A man died and found himself before the gates of heaven. He was relieved. But curious. So he asked the gatekeeper, “I was just wondering if it would be possible to see Hell before entering Heaven?” “Well, no one has ever asked such a thing before. But why not? Let’s go,” said the gatekeeper and in a flash they stood before the gates of Hell. The gates opened and there before their eyes was an endless table. On it was piled the most amazing and abundant array of food, drink, dessert. Every imaginable delicacy was to be seen. As soon as the man thought of a food he noticed it somewhere on the table. And along both sides of the table were seated people as far as the eye could see. He turned to the gatekeeper asking, “This is Hell?” “Look again,” he was told. He did so and saw that each person had four-foot wooden spoons attached to their wrists and elbows. So no matter how hard they tried they could not bring the food to their mouths. “Ah, yes,” said the man. “This is Hell. I am ready to enter heaven.” In a flash he was once again before the gates of heaven. They opened and he was surprised to see an endless table heaped with the same abundance of wonderful food and drink he had just seen in Hell. On each side of the table for as far as the eye could see were seated people with four-foot wooden spoons attached to their wrists and elbows just as he had seen only moments before in Hell. “This is Heaven?” asked the man of the gatekeeper. “Look again,” said the gatekeeper. And he did. Now he saw that all the people seated at one side of the table were using their four-foot spoons to feed everyone on the other side of the table. “Ah, now I see,” said the man. “This is heaven.”
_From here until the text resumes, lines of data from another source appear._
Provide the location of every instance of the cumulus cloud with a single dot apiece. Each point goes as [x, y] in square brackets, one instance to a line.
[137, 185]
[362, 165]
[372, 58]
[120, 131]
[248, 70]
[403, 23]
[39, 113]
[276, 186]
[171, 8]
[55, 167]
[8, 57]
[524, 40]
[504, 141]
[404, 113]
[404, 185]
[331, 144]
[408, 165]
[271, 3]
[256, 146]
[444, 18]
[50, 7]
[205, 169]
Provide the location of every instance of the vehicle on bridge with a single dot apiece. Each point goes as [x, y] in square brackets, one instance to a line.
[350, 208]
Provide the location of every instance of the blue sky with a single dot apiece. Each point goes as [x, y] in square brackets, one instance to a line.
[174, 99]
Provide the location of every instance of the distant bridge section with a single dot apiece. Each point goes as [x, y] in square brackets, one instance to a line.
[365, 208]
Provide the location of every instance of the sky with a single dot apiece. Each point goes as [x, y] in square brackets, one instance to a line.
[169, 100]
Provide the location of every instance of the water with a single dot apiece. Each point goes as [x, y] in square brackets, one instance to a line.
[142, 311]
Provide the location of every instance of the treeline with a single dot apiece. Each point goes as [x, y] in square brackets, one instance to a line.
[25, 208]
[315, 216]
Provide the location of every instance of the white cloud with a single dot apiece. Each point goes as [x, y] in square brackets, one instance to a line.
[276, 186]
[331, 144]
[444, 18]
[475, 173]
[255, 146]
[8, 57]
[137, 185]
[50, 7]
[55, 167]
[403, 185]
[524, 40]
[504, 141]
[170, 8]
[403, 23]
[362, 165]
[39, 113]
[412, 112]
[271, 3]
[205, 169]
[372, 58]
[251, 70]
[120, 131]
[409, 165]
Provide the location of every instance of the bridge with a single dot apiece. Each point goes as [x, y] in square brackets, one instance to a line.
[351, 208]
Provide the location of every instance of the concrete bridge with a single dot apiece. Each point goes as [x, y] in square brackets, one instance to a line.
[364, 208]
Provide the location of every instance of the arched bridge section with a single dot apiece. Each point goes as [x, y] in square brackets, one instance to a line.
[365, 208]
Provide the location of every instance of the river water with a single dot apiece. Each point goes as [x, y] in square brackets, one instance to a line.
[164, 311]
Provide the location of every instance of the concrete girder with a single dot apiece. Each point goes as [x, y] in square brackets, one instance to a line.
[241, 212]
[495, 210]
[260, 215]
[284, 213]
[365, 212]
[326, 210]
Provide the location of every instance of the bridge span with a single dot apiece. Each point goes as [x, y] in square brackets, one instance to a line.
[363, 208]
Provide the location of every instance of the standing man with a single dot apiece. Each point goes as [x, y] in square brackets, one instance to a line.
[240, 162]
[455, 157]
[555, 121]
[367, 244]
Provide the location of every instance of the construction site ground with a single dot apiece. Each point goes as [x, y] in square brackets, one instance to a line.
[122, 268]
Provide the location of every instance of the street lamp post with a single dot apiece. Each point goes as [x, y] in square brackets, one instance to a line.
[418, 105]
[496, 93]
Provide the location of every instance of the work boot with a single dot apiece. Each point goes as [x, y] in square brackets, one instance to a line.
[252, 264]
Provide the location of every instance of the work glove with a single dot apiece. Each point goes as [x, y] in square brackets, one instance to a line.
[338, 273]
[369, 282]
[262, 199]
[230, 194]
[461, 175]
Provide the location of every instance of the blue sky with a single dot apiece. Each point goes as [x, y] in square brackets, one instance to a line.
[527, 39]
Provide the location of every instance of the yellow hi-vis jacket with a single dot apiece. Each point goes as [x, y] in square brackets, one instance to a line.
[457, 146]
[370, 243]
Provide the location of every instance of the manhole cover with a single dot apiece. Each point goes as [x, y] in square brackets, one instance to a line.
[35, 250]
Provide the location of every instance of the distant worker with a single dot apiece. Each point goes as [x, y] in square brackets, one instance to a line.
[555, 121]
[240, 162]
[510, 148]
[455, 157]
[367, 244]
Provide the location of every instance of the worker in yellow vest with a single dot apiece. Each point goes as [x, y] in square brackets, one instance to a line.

This story has been making the rounds for quite a while and i have come across many versions including, recently, an animated version you can probably find on YouTube. As always, these stories that i have known for many years continue to reveal new meanings. Having recently re-read Victor Frankl's work and having just read several memoirs (Jeanette Winterson's Why Be Happy If You Could Be Normal; Jeanette Walls' The Glass Castle); and re-read several others (Rebecca Solnit's The Faraway Nearby and Mary Karr's The Liar's Club) i am reminded of our power (and responsibility?) to make meaning out of whatever we confront.